Today at the European VMware Explore 2023 being held in Barcelona, VMware increased their efforts to empower customers to adopt generative AI in the enterprise. They built on the Private AI announcements they made this summer at VMware Explore 2023 Las Vegas, and highlighted the expansion of ecosystem partnerships around Generative AI, while announcing new fruits from several of these partnerships.
“We are starting to see this new infusion of AI into the application space as well, which we see as really that next wave of app innovation,” said Chris Wolf, VP of VMware AI Labs. “Through generative AI, we are seeing large language models have an impact on a large number of use cases, from software development to customer service and support, and content generation for marketing, among others.”
Wolf said that in reaction to the core challenge around this type of AI, which was centred around privacy, led VMware to Private AI.
“This is an architectural approach that balances the business gains from AI with the privacy and compliance needs of the organization,” he stated. “Some of the core tenants for private AI are not just around privacy, but also choice, such as services above the stack, whether that’s commercial open source, as well as choice of hardware and options below the stack as well. We believe Private AI will become the default architecture for enabling Generative AI in the enterprise.
“Our focus for Explore Barcelona has been around growing our ecosystem and our partnerships,” Wolf emphasized.
To this end, three new collaborations were announced. The first was the introduction of VMware Private AI with Intel, a new collaborative effort to help enterprises build and deploy AI models and boost AI performance by harnessing the power of VMware Cloud Foundation and Intel AI software kit, processors, and hardware accelerators. It will deliver reference architecture on building a validated and benchmarked AI stack for data preparation, model training, fine-tuning and inferencing to accelerate scientific discovery and enrich business and consumer services.

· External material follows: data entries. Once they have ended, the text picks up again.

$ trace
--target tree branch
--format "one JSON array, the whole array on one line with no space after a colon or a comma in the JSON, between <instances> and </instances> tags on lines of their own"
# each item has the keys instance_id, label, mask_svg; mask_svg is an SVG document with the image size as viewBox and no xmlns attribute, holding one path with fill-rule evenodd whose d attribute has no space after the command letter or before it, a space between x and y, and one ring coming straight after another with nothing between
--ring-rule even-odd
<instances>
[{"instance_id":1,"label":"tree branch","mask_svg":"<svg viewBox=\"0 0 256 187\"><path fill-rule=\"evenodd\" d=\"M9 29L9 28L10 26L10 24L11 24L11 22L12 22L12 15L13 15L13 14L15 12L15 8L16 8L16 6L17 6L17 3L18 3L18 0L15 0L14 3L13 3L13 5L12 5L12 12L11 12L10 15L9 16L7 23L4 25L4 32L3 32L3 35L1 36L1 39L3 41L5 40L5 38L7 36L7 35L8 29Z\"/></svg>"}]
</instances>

Specifically, this collaboration will enable the fine-tuning of task-specific models in minutes rather than hours and the inferencing of large language models at faster than human communication using the customer’s private corporate data. This makes it possible to fine-tune smaller, economical state of the art models which are easier to update and maintain on shared virtual systems, which can then be delivered back to the IT resource pool when the batch AI jobs are complete.
“In addition to the reference architecture, we will also be showcasing our partnership with Intel at Explore,” Wolf said. “We see good energy and good opportunity in the partnership.”
The second announcement was a collaboration with IBM, designed to bring IBM watsonx to on premises environments, through both VMware Private AI and Red Hat OpenShift.
“We have had good success with IBM’s watsonx in the cloud, but customers have told us that they also want to being it on-prem,” Wolf indicated. The collaboration will let enterprises access IBM watsonx in private, on-premises Infrastructure as a Service environments as well as hybrid cloud with watsonx SaaS offerings on IBM Cloud. Joint clients will be able to utilize IBM watsonx AI capabilities, data management, and in the near future, its governance capabilities across public clouds, virtual private clouds, data centers, and edge sites.
The third announced collaboration is between VMware Private AI and Kyndryl, which was IBM’s infrastructure services business until it was spun off in 2021.